Seniors prepare to go to polls, eager to represent youth vote

By Ella Beiser, University of Chicago Laboratory High School

When asked about their feelings in regard to the upcoming presidential election, seniors responded with adjectives like “worried,” “terrified” and “hopeful.” While these seniors are clearly anxious about the upcoming election, the stress is not at all limited to just them.

For example, the New York Times is filled with headlines like: “Getting Out the Youth Vote” or “The Elusive Youth Vote” or “Searching for the Secret to the Youth Vote” or even, in an incredibly similar headline to the previous one, “Searching for the Secret to Attracting the Youth Vote”.

Clearly the New York Times thinks young people are a difficult demographic to draw to the polls. But that is not an unfair assertion. According to an article in The Atlantic, in the past 34 years, there have been only two elections where the turnout of 18- to 29-year-olds passed 20%.

Despite these statistics, U-High seniors are enthusiastic about voting in the general election this November. Senior Eliza Doss is one of 25 seniors who will turn 18 before the general election.

“I don’t know, it’s just an opportunity I’ve been looking forward to for such a long time. And, not that many people our age can vote, so I feel like it’s more important I do so I can kinda like speak for our generation but also be a representation of the youngest generation that can vote,” Eliza said.

Like Eliza, senior Katja Edwards is also looking forward to voting.

“Yeah, I’m voting. Mainly because I’m old enough to and because I feel like I need to. If I don’t vote, Trump is going to win. Well, if everybody just doesn’t vote Trump is going to win,” Katja said.

The seniors are also consistent on who they will be voting for:





Many of the students referenced President Donald Trump as a major motivation to vote and ensure he does not win a second term. However, some of these students are casting a vote for Biden reluctantly, citing differences in political opinions as one of the main reasons for their reluctance.

Eliza said four years of Trump have not been good.

“It is everything that people expected it to be and worse and really I feel like voting for Joe Biden at this point is beyond if you like him or if you don’t like him. It’s like fighting for your own rights but also fighting for other people’s rights. And, four more years of Trump we really don’t know what is going to happen.”

Senior Miles Warshauer feels the same as Eliza, mentioning he preferred other candidates over Biden.

“I’m voting for Joe Biden. I think that while I would have preferred another candidate because progressivism, I think, is how we fix a lot of America’s issues. I think to vote for anyone other than Joe Biden, in this case, would just be disastrous for our democracy. So yeah, I’m not ecstatic about it, but I will be doing it,” Miles said.

Eliza mentioned that she was worried that the unwritten rules of etiquette and respect set by previous presidencies were being turned over by the Trump administration.

Miles also worries about the impact it will have on the foundation of our democracy.

“The fact that I can vote this year, makes it really crucial that I do. Because our democracy seems to be sliding back into a place where that right isn’t guaranteed. And, that right has never really been guaranteed for a lot of the population. But it is really crucial that we use that right while we still have it,” Miles said.

Bethany Stephens plans to use her vote to vote Trump out of office referencing his track record as her motivation.

“I don’t like Trump’s Supreme Court nominees.

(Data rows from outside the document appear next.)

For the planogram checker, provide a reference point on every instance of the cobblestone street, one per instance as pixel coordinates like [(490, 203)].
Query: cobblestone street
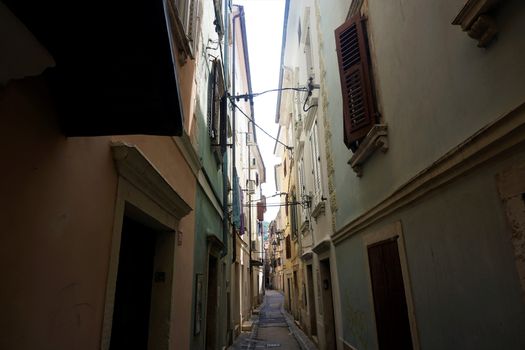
[(273, 328)]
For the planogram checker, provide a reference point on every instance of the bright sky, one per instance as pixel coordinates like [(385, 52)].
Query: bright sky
[(264, 27)]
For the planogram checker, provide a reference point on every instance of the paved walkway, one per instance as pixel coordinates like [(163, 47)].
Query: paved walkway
[(274, 328)]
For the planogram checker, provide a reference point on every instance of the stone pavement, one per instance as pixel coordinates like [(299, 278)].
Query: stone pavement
[(273, 328)]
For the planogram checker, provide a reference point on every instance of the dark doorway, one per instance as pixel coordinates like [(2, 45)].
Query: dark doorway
[(393, 327), (131, 314), (328, 317), (289, 295), (211, 304), (295, 309), (311, 298)]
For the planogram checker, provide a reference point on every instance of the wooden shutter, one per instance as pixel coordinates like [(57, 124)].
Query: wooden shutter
[(211, 101), (288, 247), (390, 307), (356, 87)]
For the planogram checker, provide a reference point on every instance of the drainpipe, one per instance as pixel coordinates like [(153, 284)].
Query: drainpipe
[(223, 112), (234, 34)]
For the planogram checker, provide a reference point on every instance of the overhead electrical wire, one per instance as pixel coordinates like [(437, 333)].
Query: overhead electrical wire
[(247, 96), (260, 128)]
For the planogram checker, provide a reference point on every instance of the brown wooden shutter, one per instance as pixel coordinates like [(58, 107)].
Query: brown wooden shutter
[(390, 307), (356, 87), (288, 247)]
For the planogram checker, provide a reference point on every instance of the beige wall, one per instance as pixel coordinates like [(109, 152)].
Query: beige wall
[(58, 197), (54, 255)]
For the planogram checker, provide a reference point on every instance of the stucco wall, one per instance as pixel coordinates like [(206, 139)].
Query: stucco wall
[(57, 209), (435, 88), (465, 287), (58, 197)]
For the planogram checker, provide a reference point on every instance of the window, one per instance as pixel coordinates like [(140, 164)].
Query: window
[(359, 112), (216, 124), (187, 16), (316, 163), (302, 188), (294, 216), (288, 247)]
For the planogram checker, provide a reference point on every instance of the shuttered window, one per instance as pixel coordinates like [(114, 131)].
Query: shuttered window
[(215, 92), (356, 85), (316, 163), (288, 247)]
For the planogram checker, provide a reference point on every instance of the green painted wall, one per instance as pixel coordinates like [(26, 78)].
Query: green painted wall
[(465, 286)]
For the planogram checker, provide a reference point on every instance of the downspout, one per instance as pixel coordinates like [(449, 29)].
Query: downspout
[(224, 114), (234, 34)]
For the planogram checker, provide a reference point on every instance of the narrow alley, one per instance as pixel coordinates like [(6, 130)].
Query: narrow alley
[(256, 174), (273, 328)]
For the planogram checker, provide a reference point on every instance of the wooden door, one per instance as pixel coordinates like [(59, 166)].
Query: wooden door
[(390, 306)]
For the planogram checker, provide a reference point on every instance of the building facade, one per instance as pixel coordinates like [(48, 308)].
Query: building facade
[(116, 143), (424, 106)]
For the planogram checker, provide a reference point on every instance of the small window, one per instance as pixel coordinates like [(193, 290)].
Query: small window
[(288, 247), (359, 112), (215, 101)]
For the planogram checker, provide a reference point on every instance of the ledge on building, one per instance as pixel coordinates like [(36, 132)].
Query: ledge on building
[(307, 256), (476, 19), (133, 165), (304, 226), (319, 209), (322, 246), (375, 139)]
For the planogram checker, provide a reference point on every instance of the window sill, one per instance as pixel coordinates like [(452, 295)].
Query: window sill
[(304, 226), (318, 210), (184, 46), (375, 139), (475, 19)]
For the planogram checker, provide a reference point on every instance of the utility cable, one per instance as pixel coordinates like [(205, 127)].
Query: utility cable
[(247, 96), (260, 128)]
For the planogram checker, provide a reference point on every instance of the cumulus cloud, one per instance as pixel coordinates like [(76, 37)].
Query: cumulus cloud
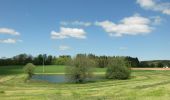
[(163, 7), (134, 25), (68, 32), (123, 48), (8, 41), (76, 23), (156, 20), (64, 48), (8, 31)]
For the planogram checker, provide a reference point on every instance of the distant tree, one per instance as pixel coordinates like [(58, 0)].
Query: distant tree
[(29, 70), (62, 60), (118, 69), (160, 65), (79, 69)]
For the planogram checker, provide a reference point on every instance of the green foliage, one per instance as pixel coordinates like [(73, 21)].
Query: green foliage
[(29, 69), (118, 68), (2, 92), (79, 69)]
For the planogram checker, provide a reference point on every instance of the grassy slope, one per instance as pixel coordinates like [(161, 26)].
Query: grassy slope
[(149, 85)]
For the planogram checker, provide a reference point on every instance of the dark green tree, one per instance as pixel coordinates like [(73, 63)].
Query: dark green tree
[(79, 69), (29, 70), (118, 68)]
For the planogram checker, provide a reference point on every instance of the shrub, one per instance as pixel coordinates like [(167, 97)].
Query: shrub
[(2, 91), (118, 68), (29, 69), (79, 69)]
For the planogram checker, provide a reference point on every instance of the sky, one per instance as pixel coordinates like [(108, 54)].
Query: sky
[(137, 28)]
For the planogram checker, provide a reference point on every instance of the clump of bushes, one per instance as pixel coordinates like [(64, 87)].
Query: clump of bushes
[(79, 69), (29, 70), (118, 68), (2, 92)]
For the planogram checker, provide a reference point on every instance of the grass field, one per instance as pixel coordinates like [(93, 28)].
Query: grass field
[(143, 85)]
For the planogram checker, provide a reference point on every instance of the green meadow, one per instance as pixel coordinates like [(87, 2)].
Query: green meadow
[(143, 85)]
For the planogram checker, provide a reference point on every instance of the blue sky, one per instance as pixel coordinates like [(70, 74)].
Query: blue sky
[(137, 28)]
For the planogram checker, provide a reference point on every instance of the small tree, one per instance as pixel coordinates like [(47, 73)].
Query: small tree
[(29, 69), (79, 69), (118, 68)]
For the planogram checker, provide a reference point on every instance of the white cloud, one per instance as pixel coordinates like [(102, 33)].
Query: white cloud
[(163, 7), (123, 48), (134, 25), (76, 23), (69, 32), (8, 31), (64, 48), (8, 41), (156, 20)]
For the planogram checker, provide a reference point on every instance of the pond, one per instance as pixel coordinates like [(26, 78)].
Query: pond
[(59, 78), (50, 78)]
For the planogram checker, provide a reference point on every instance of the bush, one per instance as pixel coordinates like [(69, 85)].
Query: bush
[(118, 68), (29, 69), (79, 69), (2, 92)]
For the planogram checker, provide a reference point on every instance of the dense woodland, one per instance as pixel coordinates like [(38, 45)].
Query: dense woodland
[(101, 61)]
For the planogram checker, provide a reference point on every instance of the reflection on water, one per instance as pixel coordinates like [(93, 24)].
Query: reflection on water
[(59, 78), (50, 78)]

I don’t agree with his travel bans or immigration policies. I think he did a terrible job of handling COVID-19. And like downplaying it to apparently reduce panic which cost thousands of lives. I think drawing out of the Paris agreement was a terrible idea because California is burning, Australia is burning. Things are not getting better,” Bethany said.

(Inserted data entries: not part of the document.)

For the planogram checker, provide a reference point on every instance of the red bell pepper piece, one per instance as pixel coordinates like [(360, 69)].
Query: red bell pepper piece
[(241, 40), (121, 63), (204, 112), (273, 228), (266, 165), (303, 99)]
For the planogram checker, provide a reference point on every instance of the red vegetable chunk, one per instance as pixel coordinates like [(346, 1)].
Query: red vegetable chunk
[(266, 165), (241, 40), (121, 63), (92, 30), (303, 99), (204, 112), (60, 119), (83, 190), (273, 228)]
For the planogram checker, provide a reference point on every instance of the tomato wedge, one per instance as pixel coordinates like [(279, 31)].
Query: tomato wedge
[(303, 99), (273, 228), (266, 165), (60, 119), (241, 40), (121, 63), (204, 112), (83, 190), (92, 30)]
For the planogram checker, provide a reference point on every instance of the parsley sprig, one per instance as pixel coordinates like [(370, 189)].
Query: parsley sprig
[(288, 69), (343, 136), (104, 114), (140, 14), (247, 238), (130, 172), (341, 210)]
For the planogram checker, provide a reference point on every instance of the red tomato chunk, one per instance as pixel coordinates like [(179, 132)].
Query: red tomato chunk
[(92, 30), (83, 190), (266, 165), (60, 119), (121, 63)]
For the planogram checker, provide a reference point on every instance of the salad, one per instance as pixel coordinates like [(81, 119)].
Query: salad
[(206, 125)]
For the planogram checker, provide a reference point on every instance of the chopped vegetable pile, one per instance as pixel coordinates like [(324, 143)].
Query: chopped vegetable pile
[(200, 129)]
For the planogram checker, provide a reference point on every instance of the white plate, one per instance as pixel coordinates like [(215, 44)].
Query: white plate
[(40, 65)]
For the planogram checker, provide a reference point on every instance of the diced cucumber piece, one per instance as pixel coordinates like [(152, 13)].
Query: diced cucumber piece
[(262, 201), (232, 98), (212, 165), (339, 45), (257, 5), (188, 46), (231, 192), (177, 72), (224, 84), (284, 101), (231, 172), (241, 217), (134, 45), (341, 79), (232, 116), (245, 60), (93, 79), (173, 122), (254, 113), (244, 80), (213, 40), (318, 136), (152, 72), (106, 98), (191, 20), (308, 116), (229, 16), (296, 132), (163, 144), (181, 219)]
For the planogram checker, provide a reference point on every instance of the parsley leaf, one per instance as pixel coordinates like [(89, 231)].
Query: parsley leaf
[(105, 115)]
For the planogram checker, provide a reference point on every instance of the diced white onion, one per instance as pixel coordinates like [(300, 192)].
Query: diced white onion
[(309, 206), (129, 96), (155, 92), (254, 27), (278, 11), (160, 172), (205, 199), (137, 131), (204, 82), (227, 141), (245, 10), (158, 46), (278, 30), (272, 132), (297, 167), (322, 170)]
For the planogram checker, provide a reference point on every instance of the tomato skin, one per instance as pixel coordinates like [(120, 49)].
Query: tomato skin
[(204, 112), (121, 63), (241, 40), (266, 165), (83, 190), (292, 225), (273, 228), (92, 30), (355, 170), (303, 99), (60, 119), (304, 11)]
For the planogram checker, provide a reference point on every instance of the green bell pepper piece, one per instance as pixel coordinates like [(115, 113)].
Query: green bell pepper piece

One of the things that worries Miles the most about the upcoming election, is that some people choose not to vote because of their dislike of Biden.

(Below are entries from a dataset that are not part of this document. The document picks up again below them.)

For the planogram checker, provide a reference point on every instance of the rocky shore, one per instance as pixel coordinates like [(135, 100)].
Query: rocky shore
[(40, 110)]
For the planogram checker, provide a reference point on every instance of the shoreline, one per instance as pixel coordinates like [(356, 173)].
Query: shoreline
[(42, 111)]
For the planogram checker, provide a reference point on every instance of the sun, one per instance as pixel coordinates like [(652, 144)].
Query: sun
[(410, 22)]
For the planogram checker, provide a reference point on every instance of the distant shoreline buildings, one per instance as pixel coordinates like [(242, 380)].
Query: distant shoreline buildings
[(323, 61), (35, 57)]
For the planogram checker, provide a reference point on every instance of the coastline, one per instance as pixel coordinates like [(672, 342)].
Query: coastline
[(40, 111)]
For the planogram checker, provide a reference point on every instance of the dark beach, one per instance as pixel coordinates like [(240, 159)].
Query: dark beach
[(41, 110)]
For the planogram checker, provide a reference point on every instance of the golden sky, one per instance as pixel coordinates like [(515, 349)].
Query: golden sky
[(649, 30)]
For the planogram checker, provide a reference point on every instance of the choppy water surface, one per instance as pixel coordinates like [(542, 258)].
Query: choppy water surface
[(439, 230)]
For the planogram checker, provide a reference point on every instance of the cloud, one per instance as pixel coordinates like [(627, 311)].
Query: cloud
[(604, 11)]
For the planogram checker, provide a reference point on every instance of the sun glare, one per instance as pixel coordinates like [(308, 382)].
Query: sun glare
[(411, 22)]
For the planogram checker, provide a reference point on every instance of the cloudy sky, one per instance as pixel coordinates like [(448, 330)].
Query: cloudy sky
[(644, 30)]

“I thought we had learned our lesson in 2016 about complacency. But then right after they picked Kamala for the vice presidential ticket, I was hearing things on MSNBC where they were already calling her ‘future Vice President Kamala Harris.’ And I was, like, whoa slow down, this is not a sure thing. And I think that even saying that it is a sure thing and discounting the fact that Trump could still win a second term breeds complacency and makes people think ‘well I don’t like Joe Biden, so maybe I don’t have to vote if this is a sure thing.’ But, that’s just not the case. This isn’t a sure thing and we need every vote that we can get,” Miles said.